6. Makan pisang goreng dan minum teh manis
Orang Maluku sangat gemar makan pisang goreng didampingi teh manis. Bagi
mereka, kebiasaan tersebut sudah mengakar sejak dulu. Kebiasaan tersebut
dilakukan di setiap kesempatan. Baik itu ketika bersantai, menyuguhi tamu, dll.
Biasanya makan pisang goreng dengan teh manis dilakukan pada pagi dan sore
hari.
7. Tidak bisa makan tanpa ikan laut
Dari kebiasaan makan pun mereka memiliki kebiasaan khas. Kebanyakan
sangat gemar makan ikan. Bahkan selera makan orang Maluku akan hilang
tanpa adanya ikan di hidangan makannya. Selain tak bisa makan tanpa ikan laut,
orang Maluku juga memiliki porsi makan lebih banyak dibandingkan suku
lainnya di Indonesia. Kegiatan fisik yang begitu menguras tenaga mungkin saja
membuat porsi makan orang Maluku lebih besar.
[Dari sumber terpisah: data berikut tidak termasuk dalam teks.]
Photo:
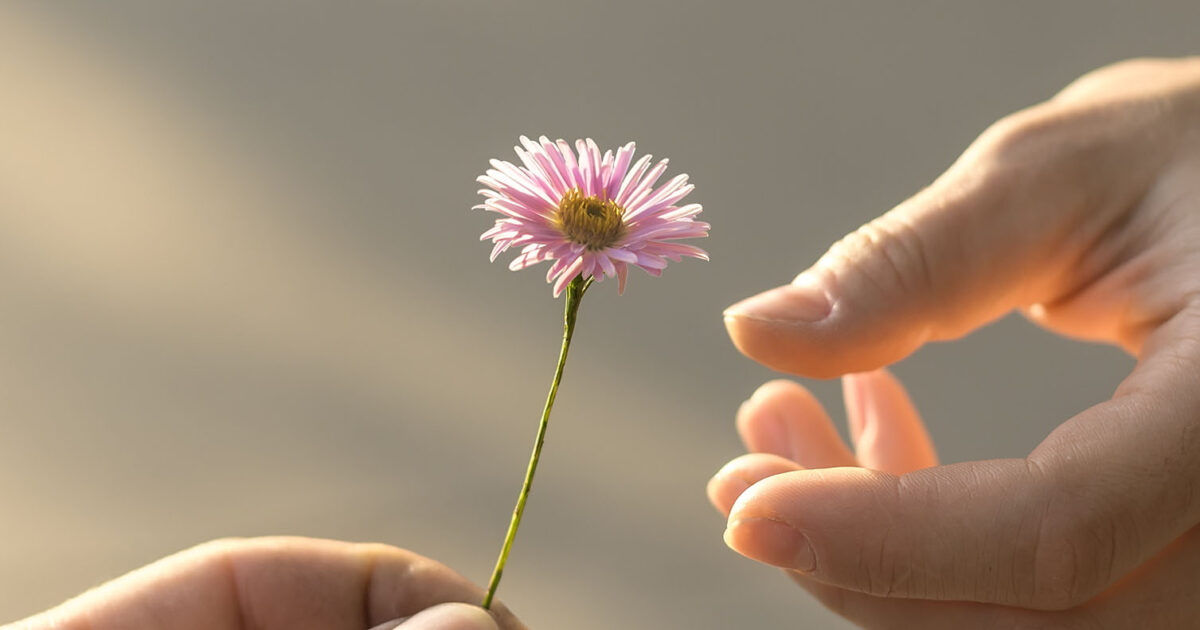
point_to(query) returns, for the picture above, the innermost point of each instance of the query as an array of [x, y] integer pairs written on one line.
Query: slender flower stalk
[[574, 297], [591, 216]]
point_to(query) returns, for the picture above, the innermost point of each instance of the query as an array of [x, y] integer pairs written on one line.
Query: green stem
[[574, 297]]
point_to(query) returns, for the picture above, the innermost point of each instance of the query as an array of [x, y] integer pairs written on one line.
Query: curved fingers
[[271, 583]]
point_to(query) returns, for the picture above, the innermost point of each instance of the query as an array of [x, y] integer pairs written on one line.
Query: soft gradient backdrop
[[241, 292]]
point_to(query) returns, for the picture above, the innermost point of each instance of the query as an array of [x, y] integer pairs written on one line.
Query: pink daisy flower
[[589, 215]]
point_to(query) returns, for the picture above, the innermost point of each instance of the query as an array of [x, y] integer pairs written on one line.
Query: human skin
[[289, 583], [1084, 214]]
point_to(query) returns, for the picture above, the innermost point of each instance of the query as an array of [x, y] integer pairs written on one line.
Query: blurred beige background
[[241, 292]]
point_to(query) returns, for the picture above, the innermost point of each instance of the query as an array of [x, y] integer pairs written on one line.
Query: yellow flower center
[[593, 222]]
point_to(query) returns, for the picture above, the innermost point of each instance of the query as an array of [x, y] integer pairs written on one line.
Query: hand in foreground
[[281, 583], [1085, 214]]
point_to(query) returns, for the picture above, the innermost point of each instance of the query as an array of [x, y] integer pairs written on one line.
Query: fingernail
[[448, 617], [771, 541], [803, 300]]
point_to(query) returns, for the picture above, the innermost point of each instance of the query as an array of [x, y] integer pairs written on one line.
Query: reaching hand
[[289, 583], [1084, 213]]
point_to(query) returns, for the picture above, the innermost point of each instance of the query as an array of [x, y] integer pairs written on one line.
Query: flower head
[[591, 215]]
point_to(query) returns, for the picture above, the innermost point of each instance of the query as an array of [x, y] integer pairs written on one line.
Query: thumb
[[1003, 228]]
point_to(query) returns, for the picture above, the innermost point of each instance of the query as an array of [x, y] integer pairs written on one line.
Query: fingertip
[[453, 616], [739, 474]]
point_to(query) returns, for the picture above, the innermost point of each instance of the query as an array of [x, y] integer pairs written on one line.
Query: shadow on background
[[241, 292]]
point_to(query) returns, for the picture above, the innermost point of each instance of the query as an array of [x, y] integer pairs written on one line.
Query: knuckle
[[888, 253], [1075, 553]]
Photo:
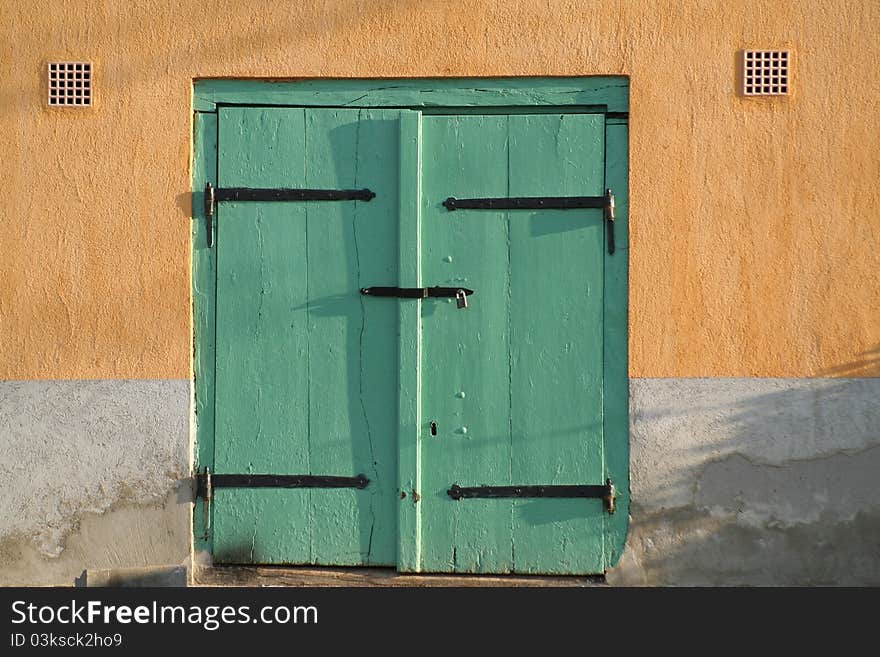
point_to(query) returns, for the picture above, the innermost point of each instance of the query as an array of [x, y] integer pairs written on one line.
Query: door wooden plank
[[352, 344], [306, 370], [556, 263], [411, 429], [465, 373], [204, 280], [262, 350]]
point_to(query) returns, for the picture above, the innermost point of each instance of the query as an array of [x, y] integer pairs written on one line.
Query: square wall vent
[[766, 72], [70, 84]]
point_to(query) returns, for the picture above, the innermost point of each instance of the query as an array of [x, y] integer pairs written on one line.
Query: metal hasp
[[459, 293], [214, 195], [606, 493], [605, 203]]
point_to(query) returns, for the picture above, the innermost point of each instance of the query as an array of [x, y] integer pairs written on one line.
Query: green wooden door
[[511, 389], [306, 372], [313, 378]]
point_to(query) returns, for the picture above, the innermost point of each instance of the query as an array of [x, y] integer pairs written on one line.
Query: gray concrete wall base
[[753, 481], [734, 481], [93, 475]]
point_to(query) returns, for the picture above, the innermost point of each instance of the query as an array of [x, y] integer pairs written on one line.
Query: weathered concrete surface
[[93, 474], [371, 577], [754, 481], [152, 576]]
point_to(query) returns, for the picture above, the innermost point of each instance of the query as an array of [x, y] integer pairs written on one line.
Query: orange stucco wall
[[755, 224]]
8. Upacara Fanglea Kidabela
Di Kepulauan Tinmbar, Maluku Tenggara Barat memiliki upacara Fangnea
Kidabela yang bertujuan memperkokoh hubungan sosial di Tanimbar. Peraturan
kehidupan sosial dan persaudaraannya ditempatkan dalam bentuk Duan Lolat
dan Kidabela. Duan Lolat mengatur hubungan sosial masyarakat secara luas.
Sedangkan hubungan antar dua desa atau lebih diwujudkan dalam bentuk
Kidabela.
9. Budaya Arumbae
Arumbae merupakan kebudayaan ebrlayar yang dimiliki masyarakat Maluku.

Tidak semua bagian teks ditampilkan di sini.